ATC Interview with Dita Sari

Michael Hoover hoov at freenet.tlh.fl.us
Fri Sep 10 08:54:43 PDT 1999


forwarded by Michael Hoover

read interview at: http://www.igc.apc.org/solidarity/atc/82Dita.html


> Copyright © 1999 by Against the Current
> An Interview with Dita Sari
>
> Interviewed by Emily Citkowski
>
> IN A SURPRISE move by the Indonesian government, jailed labor
> leader Dita Indah Sari was released from Tengerang prison Monday,
> July 5th. Dita was jailed in May of 1997 for leading a strike of
> 20,000 workers.
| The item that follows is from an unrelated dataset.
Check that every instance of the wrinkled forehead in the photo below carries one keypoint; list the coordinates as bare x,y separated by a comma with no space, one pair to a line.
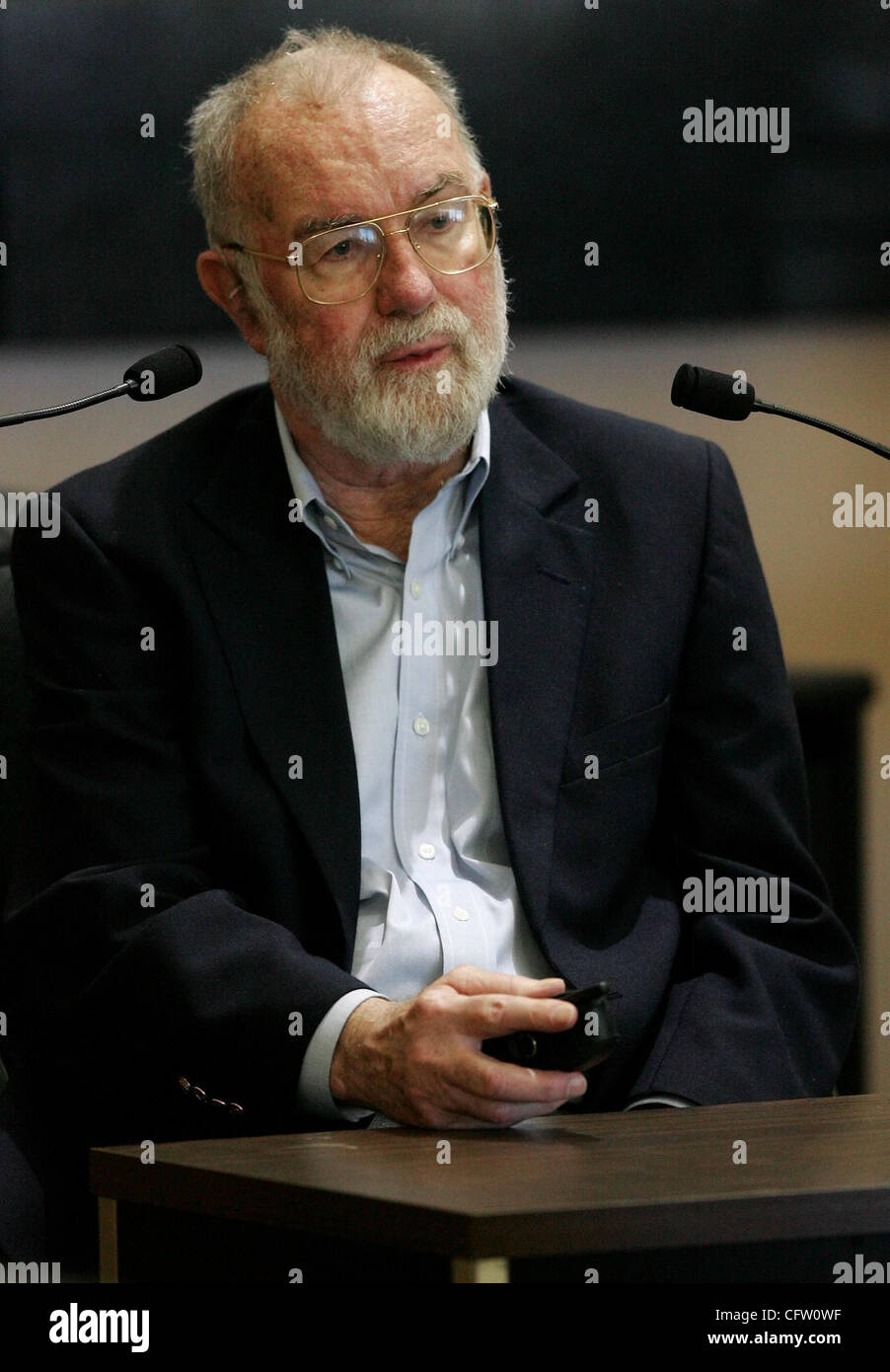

She was originally sentenced to six years, reduced
> on appeal to five.
>
> Dita was recently elected president of the newly formed trade union
> organization FNPBI (National Front for Workers Struggle Indonesia),
> a coalition of progressive unions. She plans to continue her work
> as a labor organizer. Last winter, Dita rejected the government's
> offer to release her if she agreed to cease all political activity.
>
> Since her release, Dita has been a very busy woman. She has
> resumed her work as a union activist as the president of the FNPBI;
> she has been bombarded with press conferences and interviews; and
> she has visited numerous friends and family, including her niece
> who was born while she was in prison.
>
> We tried to go to a mall where she used to shop, but when we got
> there, we saw that it had been burned out in the riots in May `98.
> She had missed the downfall of Suharto and the chaos that ensued
> afterwards.
>
> After three years in prison, the freedom to make the seemingly
> mundane day to day choices most of us take for granted-what to eat
> for dinner, or what movie to see-can be a heady experience. Dita
> admitted to me that it was really strange to wake up one day and be
> told, out of the blue, to pack your bags and leave the life you had
> been living for three years. Not that she was complaining, it was
> prison after all.
>
> On July 27, Dita led a demonstration of workers from the FNPBI with
> students from KOMRAD and the KPUI (two of the student groups
> involved in the ongoing democracy movement). A dynamic speaker, as
> she spoke to the demonstrators about the need to increase wages,
> end the contract work system and abolish the dual function of the
> military in society ("dwifungsi"), it was hard to believe that she
> had been removed from the struggle for three years.